Wednesday, March 1, 2017

Alive

I was trying to decide if I recognized the echoing introduction to the song Spotify had chosen to play for me when a meek and familiar voice rippled through my car.

"I tremble
tremble
tremble
tremble....."

It had been years since I had listened to Metric, and I had never listened to it on Spotify, so it was an honest and organic choice made by my Discover Weekly playlist. I had stopped listening to Metric and many other artists I was enjoying at the time years ago because they had become associated with the period of time in which I was a 24 year old with a breast tumor.

Here was this song, and I was simultaneously recalling the lyrics as they trailed through my car's interior. The straining pain in my chest that I had been carrying for weeks made my sternum ache as I heard my symptoms sung to me.

"Help, I'm alive.
My heart keeps beating like a hammer.
Hard to be soft, tough to be tender.
Come take my pulse, the pace is on a runaway train.
Help, I'm alive.
My heart keeps beating like a hammer."


Metric, Metrik, Muse, Silversun Pickups... I never listened willingly to LaRoux, but that also fell solidly into this realm of music, this soundtrack to my early 2013. I had not listened to any of these artists since then, and here they all are, present in this week's Discover Weekly. Together. It is by no means a complete list of music of that time, but it's enough that it became increasingly surreal as they cycled through the playlist I didn't plan on that drive home from work. By the time Knights of Cydonia made it on, the windows of my car were rolled down and I was leaning heavily into my hand, my elbow propped up on the inside of my door.

On this date four years ago, I was just a couple of days away from the surgery to have my breast tumor removed. At 5'9" tall, my weight had dwindled down to 115 pounds. What felt like a rock in my breast now constituted a significant portion of it. Upon removal it was well over "golf ball" size, venturing into "egg" proportions inside my tiny boob. Before the procedure, a "friend" of mine called me to chat, and upon hearing of my health situation, he told me that at least if it was cancer "people won't be sad for very long if you die". He then described a metaphor about human lifespans being like those of flies, tiny and meaningless in the scheme of the universe. We don't talk any more.

At the time, I thought that this chapter of my life was some dramatic brush with mortality, but looking back it looks like just another of life's hazing rituals. "Adulthood is looking both ways to cross the street and getting hit by an airplane," said an image macro my sister put on Facebook once.
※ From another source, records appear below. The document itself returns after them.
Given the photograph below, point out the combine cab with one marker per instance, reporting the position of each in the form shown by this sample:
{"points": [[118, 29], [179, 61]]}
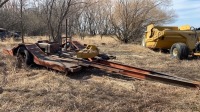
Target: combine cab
{"points": [[181, 42]]}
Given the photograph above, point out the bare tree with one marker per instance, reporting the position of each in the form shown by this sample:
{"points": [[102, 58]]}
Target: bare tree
{"points": [[130, 17]]}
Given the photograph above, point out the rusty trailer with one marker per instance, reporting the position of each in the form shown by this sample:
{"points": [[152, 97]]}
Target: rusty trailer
{"points": [[64, 59]]}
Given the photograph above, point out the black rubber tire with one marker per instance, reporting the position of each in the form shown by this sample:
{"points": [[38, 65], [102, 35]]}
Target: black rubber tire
{"points": [[182, 51], [26, 55]]}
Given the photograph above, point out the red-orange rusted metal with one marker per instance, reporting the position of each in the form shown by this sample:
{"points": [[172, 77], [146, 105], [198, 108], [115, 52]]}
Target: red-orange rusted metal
{"points": [[71, 64]]}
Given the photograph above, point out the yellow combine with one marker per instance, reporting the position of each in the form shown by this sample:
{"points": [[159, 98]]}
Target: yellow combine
{"points": [[181, 42]]}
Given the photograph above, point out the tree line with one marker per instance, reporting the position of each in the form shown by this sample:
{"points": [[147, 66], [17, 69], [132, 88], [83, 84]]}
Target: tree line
{"points": [[127, 19]]}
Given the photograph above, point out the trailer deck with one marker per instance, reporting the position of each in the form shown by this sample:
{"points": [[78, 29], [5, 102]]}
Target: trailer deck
{"points": [[68, 62]]}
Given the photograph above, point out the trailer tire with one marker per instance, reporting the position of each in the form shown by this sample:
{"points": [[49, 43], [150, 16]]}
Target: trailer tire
{"points": [[179, 51], [143, 41], [24, 56]]}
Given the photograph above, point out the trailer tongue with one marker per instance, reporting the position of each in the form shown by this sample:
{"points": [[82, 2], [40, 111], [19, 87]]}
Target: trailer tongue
{"points": [[46, 54]]}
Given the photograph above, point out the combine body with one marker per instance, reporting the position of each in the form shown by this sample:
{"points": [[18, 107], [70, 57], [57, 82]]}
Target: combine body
{"points": [[170, 37]]}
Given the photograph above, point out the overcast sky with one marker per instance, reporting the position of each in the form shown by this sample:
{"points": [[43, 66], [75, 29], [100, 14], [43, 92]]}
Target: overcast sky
{"points": [[188, 12]]}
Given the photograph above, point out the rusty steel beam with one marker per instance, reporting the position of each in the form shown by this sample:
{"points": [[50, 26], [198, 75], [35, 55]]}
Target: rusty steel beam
{"points": [[150, 75]]}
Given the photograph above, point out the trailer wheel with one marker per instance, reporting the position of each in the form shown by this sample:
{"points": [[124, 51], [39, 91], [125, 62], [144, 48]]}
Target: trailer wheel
{"points": [[24, 57], [143, 41], [179, 51]]}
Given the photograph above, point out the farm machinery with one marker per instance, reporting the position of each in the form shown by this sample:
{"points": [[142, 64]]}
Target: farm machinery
{"points": [[181, 42], [73, 56]]}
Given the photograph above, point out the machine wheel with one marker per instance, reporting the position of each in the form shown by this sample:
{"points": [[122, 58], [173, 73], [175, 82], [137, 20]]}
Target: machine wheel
{"points": [[179, 51], [24, 57], [143, 42]]}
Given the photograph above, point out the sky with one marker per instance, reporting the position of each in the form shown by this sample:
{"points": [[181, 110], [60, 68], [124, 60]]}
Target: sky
{"points": [[188, 12]]}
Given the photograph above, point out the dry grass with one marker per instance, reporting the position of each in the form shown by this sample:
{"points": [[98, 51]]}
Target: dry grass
{"points": [[38, 89]]}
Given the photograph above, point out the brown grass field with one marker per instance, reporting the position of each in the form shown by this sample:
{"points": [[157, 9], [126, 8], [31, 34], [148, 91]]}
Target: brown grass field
{"points": [[40, 90]]}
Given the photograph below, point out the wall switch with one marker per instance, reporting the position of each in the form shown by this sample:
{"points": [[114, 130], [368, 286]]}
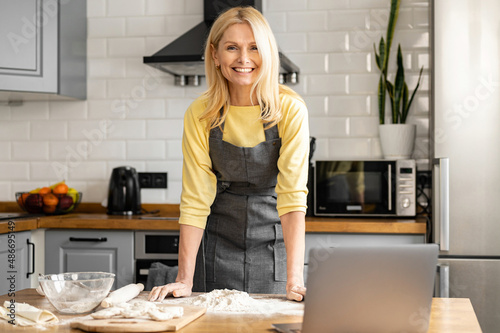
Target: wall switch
{"points": [[153, 179]]}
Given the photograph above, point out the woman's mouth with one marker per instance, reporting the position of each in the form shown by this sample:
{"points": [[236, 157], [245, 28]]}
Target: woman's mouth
{"points": [[242, 70]]}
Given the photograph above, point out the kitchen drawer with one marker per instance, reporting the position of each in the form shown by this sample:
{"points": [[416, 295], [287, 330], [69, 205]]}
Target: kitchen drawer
{"points": [[91, 250]]}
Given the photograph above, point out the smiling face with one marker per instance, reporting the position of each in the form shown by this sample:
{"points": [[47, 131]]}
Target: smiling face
{"points": [[238, 58]]}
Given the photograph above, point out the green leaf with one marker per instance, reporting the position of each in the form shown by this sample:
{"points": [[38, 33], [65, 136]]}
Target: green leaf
{"points": [[414, 91], [393, 18], [398, 88], [381, 99], [404, 102]]}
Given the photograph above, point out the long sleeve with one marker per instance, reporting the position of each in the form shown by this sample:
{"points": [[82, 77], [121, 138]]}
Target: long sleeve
{"points": [[198, 181], [293, 163]]}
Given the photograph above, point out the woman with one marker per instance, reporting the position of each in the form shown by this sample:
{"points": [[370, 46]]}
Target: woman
{"points": [[245, 148]]}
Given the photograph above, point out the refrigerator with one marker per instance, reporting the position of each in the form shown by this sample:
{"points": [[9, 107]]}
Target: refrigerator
{"points": [[465, 151]]}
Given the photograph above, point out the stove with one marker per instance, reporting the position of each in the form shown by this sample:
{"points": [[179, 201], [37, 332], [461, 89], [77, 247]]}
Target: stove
{"points": [[14, 216]]}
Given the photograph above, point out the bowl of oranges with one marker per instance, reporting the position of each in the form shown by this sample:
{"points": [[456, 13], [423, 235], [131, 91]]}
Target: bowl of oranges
{"points": [[56, 199]]}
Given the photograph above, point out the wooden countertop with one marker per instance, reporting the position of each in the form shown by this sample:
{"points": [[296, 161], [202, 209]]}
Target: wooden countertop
{"points": [[447, 315], [93, 216]]}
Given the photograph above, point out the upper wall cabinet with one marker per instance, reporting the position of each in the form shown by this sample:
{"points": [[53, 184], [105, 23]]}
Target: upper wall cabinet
{"points": [[43, 49]]}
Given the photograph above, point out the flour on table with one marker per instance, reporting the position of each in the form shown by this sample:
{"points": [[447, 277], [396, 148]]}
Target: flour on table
{"points": [[234, 301]]}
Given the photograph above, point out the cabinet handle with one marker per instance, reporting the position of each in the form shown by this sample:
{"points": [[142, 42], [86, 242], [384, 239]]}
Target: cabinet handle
{"points": [[78, 239], [32, 259]]}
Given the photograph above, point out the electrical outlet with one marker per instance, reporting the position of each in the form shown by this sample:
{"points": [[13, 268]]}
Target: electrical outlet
{"points": [[153, 179], [424, 179]]}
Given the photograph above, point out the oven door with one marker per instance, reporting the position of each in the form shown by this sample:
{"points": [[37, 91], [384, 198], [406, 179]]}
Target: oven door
{"points": [[361, 188], [152, 247]]}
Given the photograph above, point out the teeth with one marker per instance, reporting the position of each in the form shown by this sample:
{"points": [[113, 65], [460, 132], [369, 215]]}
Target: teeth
{"points": [[243, 70]]}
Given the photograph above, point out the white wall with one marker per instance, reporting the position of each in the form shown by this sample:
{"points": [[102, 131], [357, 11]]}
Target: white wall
{"points": [[133, 114]]}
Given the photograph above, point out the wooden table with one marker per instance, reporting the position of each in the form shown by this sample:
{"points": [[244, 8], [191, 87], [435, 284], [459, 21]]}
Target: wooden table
{"points": [[448, 315]]}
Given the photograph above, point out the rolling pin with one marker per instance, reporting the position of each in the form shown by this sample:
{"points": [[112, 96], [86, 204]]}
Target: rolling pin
{"points": [[122, 295]]}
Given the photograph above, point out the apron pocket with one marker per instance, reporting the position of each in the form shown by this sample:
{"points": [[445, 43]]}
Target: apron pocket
{"points": [[279, 254], [210, 246]]}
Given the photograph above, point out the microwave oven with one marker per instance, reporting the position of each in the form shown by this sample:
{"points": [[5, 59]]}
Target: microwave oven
{"points": [[365, 188]]}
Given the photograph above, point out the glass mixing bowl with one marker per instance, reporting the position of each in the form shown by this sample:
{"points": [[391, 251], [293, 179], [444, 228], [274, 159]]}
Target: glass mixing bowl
{"points": [[76, 293]]}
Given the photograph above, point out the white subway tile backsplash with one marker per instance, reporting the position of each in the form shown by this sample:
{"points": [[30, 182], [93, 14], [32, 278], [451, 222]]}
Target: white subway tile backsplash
{"points": [[317, 106], [126, 47], [341, 20], [174, 149], [147, 109], [6, 194], [356, 148], [67, 110], [125, 7], [96, 48], [332, 127], [306, 21], [363, 127], [145, 26], [347, 62], [328, 4], [30, 151], [146, 150], [363, 83], [348, 106], [105, 27], [127, 129], [326, 42], [88, 170], [164, 7], [277, 21], [5, 150], [14, 130], [96, 8], [292, 42], [10, 171], [326, 84], [49, 130], [291, 5], [164, 129], [311, 63], [134, 113], [96, 89], [30, 111]]}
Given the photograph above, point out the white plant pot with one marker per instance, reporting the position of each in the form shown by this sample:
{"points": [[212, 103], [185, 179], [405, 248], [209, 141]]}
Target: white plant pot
{"points": [[397, 140]]}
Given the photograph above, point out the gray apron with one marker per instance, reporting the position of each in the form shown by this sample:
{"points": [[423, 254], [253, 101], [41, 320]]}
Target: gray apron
{"points": [[243, 245]]}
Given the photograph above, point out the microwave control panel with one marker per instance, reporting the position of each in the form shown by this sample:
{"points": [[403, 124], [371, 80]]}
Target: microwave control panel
{"points": [[406, 173]]}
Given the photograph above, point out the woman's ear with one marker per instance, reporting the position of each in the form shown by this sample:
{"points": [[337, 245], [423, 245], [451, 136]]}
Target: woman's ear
{"points": [[214, 55]]}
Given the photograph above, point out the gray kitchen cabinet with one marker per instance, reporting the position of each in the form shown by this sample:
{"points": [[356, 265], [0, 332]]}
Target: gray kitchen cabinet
{"points": [[70, 250], [324, 240], [43, 49], [16, 260]]}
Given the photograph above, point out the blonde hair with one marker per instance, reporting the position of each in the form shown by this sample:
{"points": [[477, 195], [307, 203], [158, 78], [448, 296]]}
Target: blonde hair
{"points": [[266, 87]]}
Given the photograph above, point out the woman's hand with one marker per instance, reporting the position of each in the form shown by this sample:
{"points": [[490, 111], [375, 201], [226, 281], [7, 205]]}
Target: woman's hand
{"points": [[295, 292], [176, 289]]}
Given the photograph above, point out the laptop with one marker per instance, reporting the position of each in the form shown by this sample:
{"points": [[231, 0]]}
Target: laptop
{"points": [[368, 289]]}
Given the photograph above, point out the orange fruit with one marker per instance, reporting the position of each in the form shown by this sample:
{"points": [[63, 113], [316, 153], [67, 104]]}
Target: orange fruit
{"points": [[60, 189], [50, 200], [44, 190], [49, 209], [22, 199]]}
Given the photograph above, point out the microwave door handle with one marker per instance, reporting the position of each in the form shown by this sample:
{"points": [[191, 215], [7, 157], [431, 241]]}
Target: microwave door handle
{"points": [[441, 202], [389, 185]]}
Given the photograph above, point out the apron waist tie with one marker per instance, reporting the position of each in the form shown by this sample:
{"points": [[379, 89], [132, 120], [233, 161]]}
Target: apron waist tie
{"points": [[244, 188]]}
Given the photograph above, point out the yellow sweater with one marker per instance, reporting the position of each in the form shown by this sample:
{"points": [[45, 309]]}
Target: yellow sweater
{"points": [[244, 129]]}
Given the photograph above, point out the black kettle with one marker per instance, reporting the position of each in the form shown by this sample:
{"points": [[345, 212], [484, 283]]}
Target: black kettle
{"points": [[124, 196]]}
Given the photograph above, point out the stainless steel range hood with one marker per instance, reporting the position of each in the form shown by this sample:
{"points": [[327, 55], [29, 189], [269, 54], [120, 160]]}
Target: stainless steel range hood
{"points": [[184, 57]]}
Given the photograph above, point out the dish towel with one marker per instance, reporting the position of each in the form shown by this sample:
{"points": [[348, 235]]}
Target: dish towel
{"points": [[23, 314], [160, 274]]}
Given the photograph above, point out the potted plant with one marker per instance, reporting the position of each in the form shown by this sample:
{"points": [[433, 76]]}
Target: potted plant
{"points": [[398, 138]]}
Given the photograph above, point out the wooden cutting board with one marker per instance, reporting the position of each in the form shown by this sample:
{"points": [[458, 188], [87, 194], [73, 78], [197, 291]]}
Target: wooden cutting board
{"points": [[140, 325]]}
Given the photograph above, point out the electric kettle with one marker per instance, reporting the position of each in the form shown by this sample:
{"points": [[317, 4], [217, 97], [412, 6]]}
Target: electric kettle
{"points": [[124, 195]]}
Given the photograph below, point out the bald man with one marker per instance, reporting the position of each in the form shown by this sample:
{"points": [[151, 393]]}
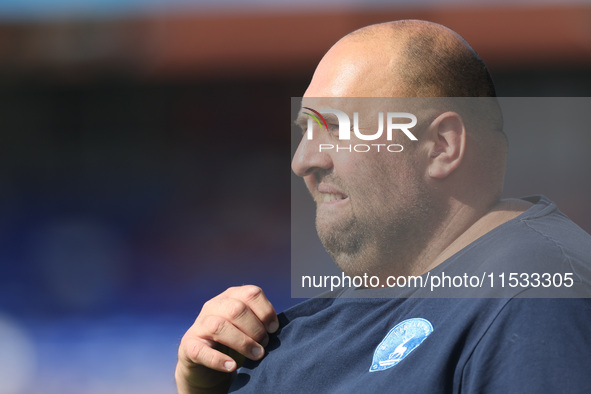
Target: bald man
{"points": [[436, 206]]}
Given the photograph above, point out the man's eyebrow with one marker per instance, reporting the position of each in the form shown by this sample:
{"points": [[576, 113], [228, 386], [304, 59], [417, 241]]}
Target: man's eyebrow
{"points": [[301, 120]]}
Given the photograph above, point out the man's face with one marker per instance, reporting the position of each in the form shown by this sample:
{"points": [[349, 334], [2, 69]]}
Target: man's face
{"points": [[368, 203]]}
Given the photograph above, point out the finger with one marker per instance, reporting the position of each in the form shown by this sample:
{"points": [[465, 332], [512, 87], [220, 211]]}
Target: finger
{"points": [[220, 330], [238, 314], [255, 298]]}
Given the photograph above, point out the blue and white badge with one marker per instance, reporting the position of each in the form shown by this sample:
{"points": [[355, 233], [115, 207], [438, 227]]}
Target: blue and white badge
{"points": [[405, 337]]}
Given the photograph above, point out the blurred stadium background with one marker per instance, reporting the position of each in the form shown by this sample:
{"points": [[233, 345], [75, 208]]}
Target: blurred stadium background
{"points": [[145, 161]]}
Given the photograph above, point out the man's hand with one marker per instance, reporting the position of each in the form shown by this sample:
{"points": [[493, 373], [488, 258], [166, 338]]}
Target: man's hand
{"points": [[231, 326]]}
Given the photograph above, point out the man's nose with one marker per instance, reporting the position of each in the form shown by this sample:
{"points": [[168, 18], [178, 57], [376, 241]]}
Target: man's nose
{"points": [[309, 157]]}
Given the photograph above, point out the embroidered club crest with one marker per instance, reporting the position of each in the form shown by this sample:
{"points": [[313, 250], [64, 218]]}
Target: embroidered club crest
{"points": [[399, 342]]}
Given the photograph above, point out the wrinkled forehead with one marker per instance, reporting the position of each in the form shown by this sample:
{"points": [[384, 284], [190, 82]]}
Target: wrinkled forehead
{"points": [[356, 69]]}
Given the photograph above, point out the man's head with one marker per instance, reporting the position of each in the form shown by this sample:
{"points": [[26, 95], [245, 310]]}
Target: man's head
{"points": [[380, 212]]}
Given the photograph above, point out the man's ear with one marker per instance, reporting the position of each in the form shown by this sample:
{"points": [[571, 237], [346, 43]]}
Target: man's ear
{"points": [[448, 143]]}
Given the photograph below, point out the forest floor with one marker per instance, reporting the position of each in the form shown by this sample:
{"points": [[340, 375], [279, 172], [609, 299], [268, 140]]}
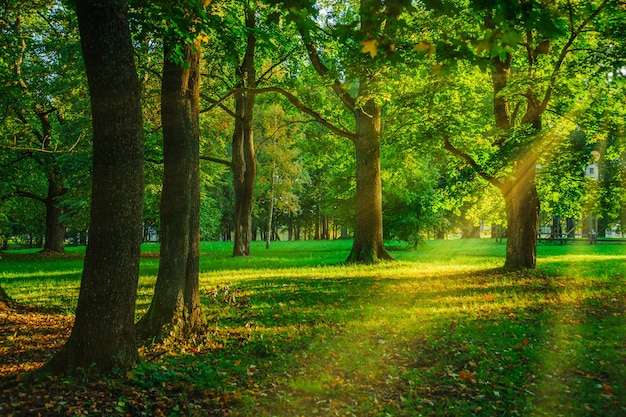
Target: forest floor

Growing up is just hurting in new and humiliating ways, and forgetting how to cope with ones you've already dealt with a thousand times.

Still, the pain I've been carrying for the past few weeks has been distinctive in a way that I feel like I should take a moment at some point to be eloquent and articulate it (but this is not that time). It was only last week that I was finally able to word it to somebody in such a way that they (he, my husband) repeated it back to me in a way I understood. In trying to explain it to friends, it always came back something like, "Oh yeah, I'm a total worry wart. What you need to do is not worry about anything purple monkey dishwasher." I told my husband, "There's no specific worry that's upsetting me. It's like the fog I get when I have depression, only this is just doom, and there has been a constant pain in my chest that feels like what happens when you're having a dream and you slip off a cliff, only it never resolves itself or goes away. I'm constantly missing that extra stair, going *gasping noise*."

After that drive home, that particular straining in my chest is gone. My chest still hurts, but with a dull ache I am more or less accustomed to. My heart still races, but not as quickly. The hummingbird in my chest is now a sparrow, is the dumb way I want to say it. I still wonder what will get me up tomorrow, how I will get home, who I will be to who I see and who sees me. But it hurts less, and it feels less urgent. Like the answers to all those questions are already here, and I maybe don't need to consciously know them to act them out.

I don't feel like I need to beg for help any more. It's just I'm alive.